Using this formula, we can now explain our observation that the manifold has a hierarchy of widths. With each successive cross section (analogous to holding an additional model prediction fixed), the range of intermediate behavior decreases by a factor given by the spacing of time points and the effective time scale of the model, (Δt/R), leading to the observed geometric series.
The Origins of Sloppiness
Of course, in general models often make predictions consisting of more than a single time series. However, we believe the basic arguments we just made are still valid in more general scenarios. Whenever a model has more parameters than effective degrees of freedom in its predictions, it will be sloppy. Not only will the parameters be unconstrained, but the model manifold will form a hyper-ribbon with a hierarchy of widths.
Although parameters cannot be constrained in sloppy models, they may still make predictions by interpolating intermediate results. In general we can think of models as nothing more than a generalized interpolation scheme. In fact, we believe that this is what makes models useful in general. In more complicated scenarios it may not always be clear to the modeler which data are "near" to the predictions. It is precisely this gap that the model fills.
Is Sloppiness Intrinsic? Are Parameters Useless?
We can now answer two of the questions we asked at the beginning. Is sloppiness intrinsic? Yes. Although we can reparameterize our model to change the sloppy eigenvalues, we cannot remove the hierarchy of manifold widths which are intrinsic to the model. The observed insensitivity in the parameter eigenvalues was only reflecting this global, intrinsic sloppiness.

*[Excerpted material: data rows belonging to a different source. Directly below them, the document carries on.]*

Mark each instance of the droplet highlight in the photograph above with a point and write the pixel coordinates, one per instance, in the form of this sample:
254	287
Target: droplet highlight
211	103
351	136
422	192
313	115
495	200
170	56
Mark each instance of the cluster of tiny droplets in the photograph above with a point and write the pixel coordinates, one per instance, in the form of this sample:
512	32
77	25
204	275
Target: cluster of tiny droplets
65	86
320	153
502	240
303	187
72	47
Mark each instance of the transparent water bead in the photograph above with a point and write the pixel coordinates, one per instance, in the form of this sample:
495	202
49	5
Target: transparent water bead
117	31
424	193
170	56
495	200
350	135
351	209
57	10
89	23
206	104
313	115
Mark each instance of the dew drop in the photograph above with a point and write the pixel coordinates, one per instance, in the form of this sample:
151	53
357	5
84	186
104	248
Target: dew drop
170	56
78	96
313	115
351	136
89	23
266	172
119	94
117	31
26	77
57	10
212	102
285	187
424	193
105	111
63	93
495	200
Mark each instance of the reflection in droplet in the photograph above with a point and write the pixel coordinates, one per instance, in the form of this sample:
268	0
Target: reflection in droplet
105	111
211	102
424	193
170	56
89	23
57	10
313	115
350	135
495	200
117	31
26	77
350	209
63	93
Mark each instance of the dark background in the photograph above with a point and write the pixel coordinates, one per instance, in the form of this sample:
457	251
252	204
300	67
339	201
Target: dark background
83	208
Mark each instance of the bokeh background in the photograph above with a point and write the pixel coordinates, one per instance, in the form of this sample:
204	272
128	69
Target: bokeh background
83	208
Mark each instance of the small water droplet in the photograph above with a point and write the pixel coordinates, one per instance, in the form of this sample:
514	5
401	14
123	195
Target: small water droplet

Are the bare parameters useless for understanding the model? No. Although the parameter values of sloppy models are unconstrained by the data, by calculating the Fisher Information of the model (which is parameterization dependent) and calculating the eigenvalues, we get an estimate of the global range of model behavior. Somehow, through the process of calculating the eigenvalues, the bare parameterization chosen by the modeler often provides deep insights about the global behavior of the model.